Joel Gros of Eagle, Colorado, admires some of the Chambourcin grapes harvested Saturday at Leroux Creek Vineyards.

Hybrids aren’t as delicate as the vinifera grapes (you know, the familiar European varietals such as Merlot, Cab Sauvignon, Chardonnay, etc.) and among other advantages manage to hold up to the early fall frosts and late spring frosts that kill the other grapes. This year that was important, as Yvon was able to make wine after many local wineries (he’s in the West Elks AVA along the North Fork of the Gunnison River) were struck by a spring frost that destroyed their grapes.

Maybe some of it was luck, though. Dick Noonamaker, a grape grower a few miles away in Cedaredge, lost all of his Pinot Gris and Merlot this spring when an April frost dropped temperatures in his vineyard to 28 degrees for several hours. Noonamaker said the frost came at the worst possible time for his grapes.
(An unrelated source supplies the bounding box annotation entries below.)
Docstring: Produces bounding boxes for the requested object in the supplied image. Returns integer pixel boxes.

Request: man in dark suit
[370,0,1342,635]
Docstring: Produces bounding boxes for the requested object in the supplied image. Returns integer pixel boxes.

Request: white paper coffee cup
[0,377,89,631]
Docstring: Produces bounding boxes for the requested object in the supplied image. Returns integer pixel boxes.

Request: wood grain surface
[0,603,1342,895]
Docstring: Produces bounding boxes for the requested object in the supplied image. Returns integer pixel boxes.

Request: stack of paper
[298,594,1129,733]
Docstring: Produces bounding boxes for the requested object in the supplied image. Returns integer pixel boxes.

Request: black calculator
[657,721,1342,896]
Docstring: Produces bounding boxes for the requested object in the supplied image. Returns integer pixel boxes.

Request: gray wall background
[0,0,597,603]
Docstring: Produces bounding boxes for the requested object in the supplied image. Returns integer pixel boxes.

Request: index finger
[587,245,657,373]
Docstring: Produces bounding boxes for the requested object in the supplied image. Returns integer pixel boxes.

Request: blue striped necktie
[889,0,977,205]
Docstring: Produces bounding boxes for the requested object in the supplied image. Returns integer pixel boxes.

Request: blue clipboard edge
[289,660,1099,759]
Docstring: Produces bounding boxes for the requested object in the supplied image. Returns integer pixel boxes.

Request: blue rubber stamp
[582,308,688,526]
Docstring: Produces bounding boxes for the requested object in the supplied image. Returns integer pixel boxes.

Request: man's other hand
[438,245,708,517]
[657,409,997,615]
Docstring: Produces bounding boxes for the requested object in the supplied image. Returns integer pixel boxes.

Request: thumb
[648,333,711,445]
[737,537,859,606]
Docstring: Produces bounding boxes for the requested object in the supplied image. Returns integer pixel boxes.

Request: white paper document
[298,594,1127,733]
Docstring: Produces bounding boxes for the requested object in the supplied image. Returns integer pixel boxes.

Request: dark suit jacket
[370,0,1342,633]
“If it had come a week earlier or a week later, the grapes wouldn’t have been so affected,” said Noonamaker. “Or if it had lasted only one hour instead of four, I might have saved some grapes.”
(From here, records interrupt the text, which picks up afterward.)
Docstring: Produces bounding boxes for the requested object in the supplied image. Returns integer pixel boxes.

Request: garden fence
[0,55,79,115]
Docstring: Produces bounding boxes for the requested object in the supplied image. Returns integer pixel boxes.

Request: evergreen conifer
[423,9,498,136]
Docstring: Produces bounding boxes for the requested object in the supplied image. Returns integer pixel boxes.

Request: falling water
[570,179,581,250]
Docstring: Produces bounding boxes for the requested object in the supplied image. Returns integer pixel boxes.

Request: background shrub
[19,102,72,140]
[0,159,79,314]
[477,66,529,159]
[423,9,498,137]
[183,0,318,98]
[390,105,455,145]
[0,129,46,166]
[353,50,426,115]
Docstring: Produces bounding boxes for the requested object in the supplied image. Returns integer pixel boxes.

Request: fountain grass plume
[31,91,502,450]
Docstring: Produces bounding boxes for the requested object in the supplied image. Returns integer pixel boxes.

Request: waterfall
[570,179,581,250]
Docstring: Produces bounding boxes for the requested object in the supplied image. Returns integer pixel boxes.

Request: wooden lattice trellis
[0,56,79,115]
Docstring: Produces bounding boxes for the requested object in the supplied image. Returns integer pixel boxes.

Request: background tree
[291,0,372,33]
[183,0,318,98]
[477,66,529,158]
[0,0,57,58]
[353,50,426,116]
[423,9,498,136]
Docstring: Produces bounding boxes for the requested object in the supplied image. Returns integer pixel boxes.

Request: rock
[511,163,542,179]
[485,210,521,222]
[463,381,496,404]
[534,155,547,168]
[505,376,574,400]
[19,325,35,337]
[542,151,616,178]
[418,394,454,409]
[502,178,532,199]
Yvon, however, said the temperature never got cold enough at his vineyard to harm his grapes.

The loss of the Pinot Gris means Yvon won’t be able to repeat the delightful 2009 Pinot Gris he made from Noonamaker’s grapes. Unfiltered, with a bit of a light fizz on the back of the palate, this fruity and floral Pinot Gris was totally Alsatian in style, “like a Vouvray,” Yvon remarked.

Still wearing his safety glasses, Yvon Gros of Leroux Creek Vineyards serves some of his 2009 Pinot Gris during a mid-day meal for his hungry grape harvesters.
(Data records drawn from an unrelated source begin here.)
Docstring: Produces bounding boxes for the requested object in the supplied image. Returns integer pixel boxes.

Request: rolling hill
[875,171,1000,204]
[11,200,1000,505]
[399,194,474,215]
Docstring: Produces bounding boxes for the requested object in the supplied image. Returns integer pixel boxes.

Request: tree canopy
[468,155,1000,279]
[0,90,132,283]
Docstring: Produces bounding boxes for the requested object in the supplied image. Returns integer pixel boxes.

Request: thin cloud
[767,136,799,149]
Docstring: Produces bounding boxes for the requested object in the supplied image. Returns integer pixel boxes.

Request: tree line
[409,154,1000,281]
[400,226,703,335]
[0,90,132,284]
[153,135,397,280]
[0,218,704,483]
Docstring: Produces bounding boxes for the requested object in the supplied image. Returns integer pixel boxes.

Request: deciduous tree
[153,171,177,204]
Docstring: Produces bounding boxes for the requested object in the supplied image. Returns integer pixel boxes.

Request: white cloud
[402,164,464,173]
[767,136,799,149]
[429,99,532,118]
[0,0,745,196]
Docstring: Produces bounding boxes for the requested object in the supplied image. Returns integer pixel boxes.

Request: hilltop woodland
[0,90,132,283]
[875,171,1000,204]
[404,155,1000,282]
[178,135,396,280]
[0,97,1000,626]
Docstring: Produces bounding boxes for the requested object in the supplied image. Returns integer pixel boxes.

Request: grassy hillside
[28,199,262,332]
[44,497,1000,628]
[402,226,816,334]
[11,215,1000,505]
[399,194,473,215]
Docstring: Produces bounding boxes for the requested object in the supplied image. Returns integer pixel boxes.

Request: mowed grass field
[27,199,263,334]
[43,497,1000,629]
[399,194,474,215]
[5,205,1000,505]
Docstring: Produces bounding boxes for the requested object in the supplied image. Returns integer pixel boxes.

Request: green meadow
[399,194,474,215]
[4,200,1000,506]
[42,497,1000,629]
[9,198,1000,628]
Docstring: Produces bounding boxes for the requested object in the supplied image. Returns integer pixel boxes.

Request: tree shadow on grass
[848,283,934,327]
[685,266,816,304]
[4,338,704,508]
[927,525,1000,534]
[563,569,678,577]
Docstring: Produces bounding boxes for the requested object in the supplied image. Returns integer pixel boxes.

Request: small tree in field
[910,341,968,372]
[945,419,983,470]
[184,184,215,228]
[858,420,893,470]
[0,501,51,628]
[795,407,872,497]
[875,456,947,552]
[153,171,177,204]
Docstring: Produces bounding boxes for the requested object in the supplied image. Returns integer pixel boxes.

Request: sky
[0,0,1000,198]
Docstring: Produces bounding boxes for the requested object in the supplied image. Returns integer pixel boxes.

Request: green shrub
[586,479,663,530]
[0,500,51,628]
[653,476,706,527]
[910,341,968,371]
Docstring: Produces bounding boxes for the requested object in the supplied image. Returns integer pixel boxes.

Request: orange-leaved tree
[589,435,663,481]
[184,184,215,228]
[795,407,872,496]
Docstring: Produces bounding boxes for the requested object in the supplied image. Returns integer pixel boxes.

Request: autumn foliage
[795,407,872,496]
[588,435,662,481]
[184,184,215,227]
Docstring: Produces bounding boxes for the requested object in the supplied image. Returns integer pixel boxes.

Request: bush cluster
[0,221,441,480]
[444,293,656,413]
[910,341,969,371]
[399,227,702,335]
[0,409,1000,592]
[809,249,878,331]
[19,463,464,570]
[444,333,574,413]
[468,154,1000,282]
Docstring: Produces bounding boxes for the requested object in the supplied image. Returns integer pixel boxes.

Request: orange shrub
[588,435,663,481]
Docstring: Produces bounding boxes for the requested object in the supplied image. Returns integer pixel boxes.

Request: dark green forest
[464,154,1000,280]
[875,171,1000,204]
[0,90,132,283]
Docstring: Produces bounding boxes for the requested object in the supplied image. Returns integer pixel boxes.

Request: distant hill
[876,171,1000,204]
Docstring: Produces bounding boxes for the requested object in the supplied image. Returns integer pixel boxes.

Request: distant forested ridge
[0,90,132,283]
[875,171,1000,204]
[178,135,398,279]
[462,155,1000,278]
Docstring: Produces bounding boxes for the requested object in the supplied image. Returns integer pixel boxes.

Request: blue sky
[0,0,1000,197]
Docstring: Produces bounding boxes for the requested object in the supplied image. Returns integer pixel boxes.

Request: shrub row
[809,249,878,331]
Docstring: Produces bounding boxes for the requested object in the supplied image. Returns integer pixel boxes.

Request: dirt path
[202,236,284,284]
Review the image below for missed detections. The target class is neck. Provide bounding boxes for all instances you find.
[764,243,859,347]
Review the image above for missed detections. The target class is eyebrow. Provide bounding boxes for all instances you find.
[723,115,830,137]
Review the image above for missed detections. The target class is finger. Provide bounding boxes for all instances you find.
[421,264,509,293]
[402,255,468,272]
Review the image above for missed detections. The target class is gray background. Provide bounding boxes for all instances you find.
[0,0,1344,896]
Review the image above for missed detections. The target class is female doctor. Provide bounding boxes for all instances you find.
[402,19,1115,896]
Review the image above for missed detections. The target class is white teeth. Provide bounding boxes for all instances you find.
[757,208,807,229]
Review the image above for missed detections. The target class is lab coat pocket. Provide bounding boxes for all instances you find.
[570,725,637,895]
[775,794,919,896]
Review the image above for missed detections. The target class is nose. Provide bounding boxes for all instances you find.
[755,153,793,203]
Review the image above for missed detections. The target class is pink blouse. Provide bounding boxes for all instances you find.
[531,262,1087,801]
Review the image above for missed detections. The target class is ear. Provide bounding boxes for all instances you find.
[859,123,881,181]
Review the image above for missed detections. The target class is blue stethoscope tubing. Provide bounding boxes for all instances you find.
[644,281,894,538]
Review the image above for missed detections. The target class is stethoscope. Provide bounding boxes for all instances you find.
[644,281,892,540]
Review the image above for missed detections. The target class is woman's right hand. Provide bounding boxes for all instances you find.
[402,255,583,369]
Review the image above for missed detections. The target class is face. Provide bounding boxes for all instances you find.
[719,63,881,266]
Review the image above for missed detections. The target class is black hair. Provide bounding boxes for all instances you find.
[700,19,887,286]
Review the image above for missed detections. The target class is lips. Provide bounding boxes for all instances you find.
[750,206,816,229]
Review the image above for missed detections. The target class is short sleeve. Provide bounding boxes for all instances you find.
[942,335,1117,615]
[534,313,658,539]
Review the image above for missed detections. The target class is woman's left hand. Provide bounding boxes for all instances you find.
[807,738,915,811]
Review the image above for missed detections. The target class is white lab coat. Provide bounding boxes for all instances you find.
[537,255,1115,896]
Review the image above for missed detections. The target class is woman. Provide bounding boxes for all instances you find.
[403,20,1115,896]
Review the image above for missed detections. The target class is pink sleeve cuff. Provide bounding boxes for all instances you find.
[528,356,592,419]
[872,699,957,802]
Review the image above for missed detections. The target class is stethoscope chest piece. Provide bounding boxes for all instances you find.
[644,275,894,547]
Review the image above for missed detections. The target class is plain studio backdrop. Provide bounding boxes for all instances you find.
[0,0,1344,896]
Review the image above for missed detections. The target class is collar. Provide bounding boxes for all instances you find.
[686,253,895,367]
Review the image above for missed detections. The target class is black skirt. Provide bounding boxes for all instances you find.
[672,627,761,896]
But not filtering a wine has its dangers, including leaving some live yeast in the wine that may start a second fermentation at the most unexpected moments. Like, when your storing the wine in your basement.

More than one home winemaker who hasn’t completely fermented his wine or didn’t cold-shock it enough to kill the yeast has woken in the night to sound of exploding corks deep in his cellar.

And although Yvon said he had fermented the Pinot Gris far enough there wouldn’t be any problem, I noticed he was very careful when opening the bottles.

“I really like that style of wine but you have to be careful you don’t blow out a cork,” he said. He took sip of the straw-gold wine. “This is really good, very nice.”

He didn’t make much of the Pinot Gris, about 15 cases he said, and he nearly sold out his supply when the wine proved to be a crowd favorite at Colorado Mountain Winefest in September.

“I was surprised it sold so well, I almost haven’t anything left,” he said, although he managed to find a few bottles to serve his hot and hungry grape pickers for a mid-day pick-up.

He had picked his Cayuga a week before and 37 of us part-time pickers had his Chambourcin picked and in the bin by sundown.

Most of the pickers left after the splendid afternoon meal, which included pit-roasted lamb, a selection of salads including garden-fresh tomatoes, sauteed carrots and young squash, and plenty of crisp, hot-from-the-oven French bread.

Plus lots of wine, which might be why so many pickers went home for a nap after a morning of working in the hot Colorado sun.

I just stuck a couple more bandages on my wounds and plugged on. I figured the Chambourcin was enough to replace whatever little blood I lost.